Luke Davies’ screenplay is both brilliant and problematic. The decision to spend the first half in India and the second half in Australia is superb rather than relegating India to flashbacks, and offers enormous dramatic potential that you wouldn’t expect. Unfortunately, while the first half sings with the poetry of the Indian languages, the second is weighed down by clunky, emotionally-driven and expository dialogue. Thankfully, the craft on the screen itself is so exemplary that this short falling is mostly overcome. ‘Lion’ is a beautifully made, expertly directed film, and where lesser directors would have gone for something sappy and cheaply emotional, director Garth Davis fills the film with melancholy and longing. Our journey with Saroo is initially confusing, overwhelming and terrifying, and even though we know the outcome, it’s to Davis’ credit that we still find ourselves on the edge of our seat. We have only a brief glimpse of Saroo’s old life before he is thrown into chaos, and the warmth and love of his mother, brother and sister haunt the rest of the film right until the very end. Saroo finds a wonderful life with the Brierleys and in his relationship with his girlfriend Lucy (Rooney Mara), but his Indian family hover over his shoulder constantly, and the guilt he has at abandoning them (as much as it was never his fault) slowly starts to drive him mad. It’s an inspiring journey of self-discovery but what drives it isn’t hope or optimism - it’s a matter of his sanity, of confronting the ghosts and absolving him of the guilt that cripples him.
Davis approaches the film with an assured, gentle touch, but one that never compromises on the emotional integrity of the story. The landscapes of India and Tasmania are as integral characters as the humans moving across them, and cinematographer Greig Fraser captures them as untamed and unaffected by Saroo’s plight. He is presented as alone in the frame, whether surrounded by emptiness or by crushing urban landscapes. The images burst with textures and tones, gritty and immediate, so much so that you can feel, taste and smell the places they capture. The gentle melancholy of the film is captured beautifully by Volker Bertelmann and Dustin O’Halloran’s gorgeous piano-based score, filled with longing, loss and the danger of hope, so that even though we know a reunion will come, we know how difficult getting there will be. ‘Lion’ could not have ended up looking or sounding this emotionally raw but for the tremendous craft that has gone into making it lift it above and beyond what would have been expected of it.
It’s an inspiring journey of self-discovery, but what drives it isn’t hope or optimism - it’s a matter of his sanity, of confronting the ghosts and absolving him of the guilt that cripples him.

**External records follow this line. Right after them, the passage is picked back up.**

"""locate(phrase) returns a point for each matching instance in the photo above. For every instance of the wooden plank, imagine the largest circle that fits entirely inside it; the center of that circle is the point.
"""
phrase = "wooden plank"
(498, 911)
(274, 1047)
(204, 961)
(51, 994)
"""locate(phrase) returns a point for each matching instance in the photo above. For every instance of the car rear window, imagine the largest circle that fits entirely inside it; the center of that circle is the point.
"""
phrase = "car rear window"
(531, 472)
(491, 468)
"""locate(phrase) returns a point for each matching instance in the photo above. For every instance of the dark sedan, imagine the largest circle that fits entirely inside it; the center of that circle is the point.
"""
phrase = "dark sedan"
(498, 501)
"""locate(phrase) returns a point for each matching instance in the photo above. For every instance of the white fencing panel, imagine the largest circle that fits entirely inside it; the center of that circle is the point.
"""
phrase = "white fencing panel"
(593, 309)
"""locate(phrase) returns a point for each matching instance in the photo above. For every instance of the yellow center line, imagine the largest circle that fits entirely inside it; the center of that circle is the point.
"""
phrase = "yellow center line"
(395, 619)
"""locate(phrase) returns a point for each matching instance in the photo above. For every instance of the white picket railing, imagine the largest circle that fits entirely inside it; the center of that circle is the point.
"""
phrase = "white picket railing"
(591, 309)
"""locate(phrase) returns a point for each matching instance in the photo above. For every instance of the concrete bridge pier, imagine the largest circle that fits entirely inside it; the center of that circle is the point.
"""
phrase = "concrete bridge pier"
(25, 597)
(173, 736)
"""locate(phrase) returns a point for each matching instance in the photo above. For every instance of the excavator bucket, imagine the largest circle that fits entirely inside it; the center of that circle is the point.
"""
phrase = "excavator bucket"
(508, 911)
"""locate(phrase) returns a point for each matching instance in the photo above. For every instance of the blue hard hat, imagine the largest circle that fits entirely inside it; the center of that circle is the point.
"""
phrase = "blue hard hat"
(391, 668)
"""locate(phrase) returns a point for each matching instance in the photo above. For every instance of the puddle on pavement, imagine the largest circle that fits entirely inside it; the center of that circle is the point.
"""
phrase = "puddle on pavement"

While most of the performances are solid, the vast majority suffer under the clunkiness of Davies’ dialogue. Dev Patel is certainly affecting as adult Saroo, but his performance is mostly that of a haunted man with little light and shade, bringing the energy of the film down in the second act before allowing it to hit its stride again. The two stand-out performances though come from the expected and the unexpected. Nicole Kidman offers a powerful reminder of just what a powerhouse she can be as Sue, a woman driven by her uncompromising determination to protect her children. The great surprise though is Sunny Pawar, who absolutely steals the film as young Saroo, somehow managing to balance his energy and fire with a growing, deep sense of confusion and loss. The heart of the film is in Pawar’s performance, and the whole film rings with it even when he’s not on screen.
To be honest, I expected ‘Lion’ would end up being pretty forgettable, but was left deeply moved and inspired by it. This is an absolutely beautiful film, one that doesn’t so much tug at your heartstrings as much as rip them out at the roots. Garth Davis has treated Saroo Brierley’s story with so respect and integrity, refusing to compromise the raw emotional force of it, creating a genuinely cinematic experience. The final minutes left me sobbing, both in their immense beauty, their shocking honesty and their enormous sadness. No wonder this film has been garnering so much awards attention of late; it’s certainly one of the first great films of 2017.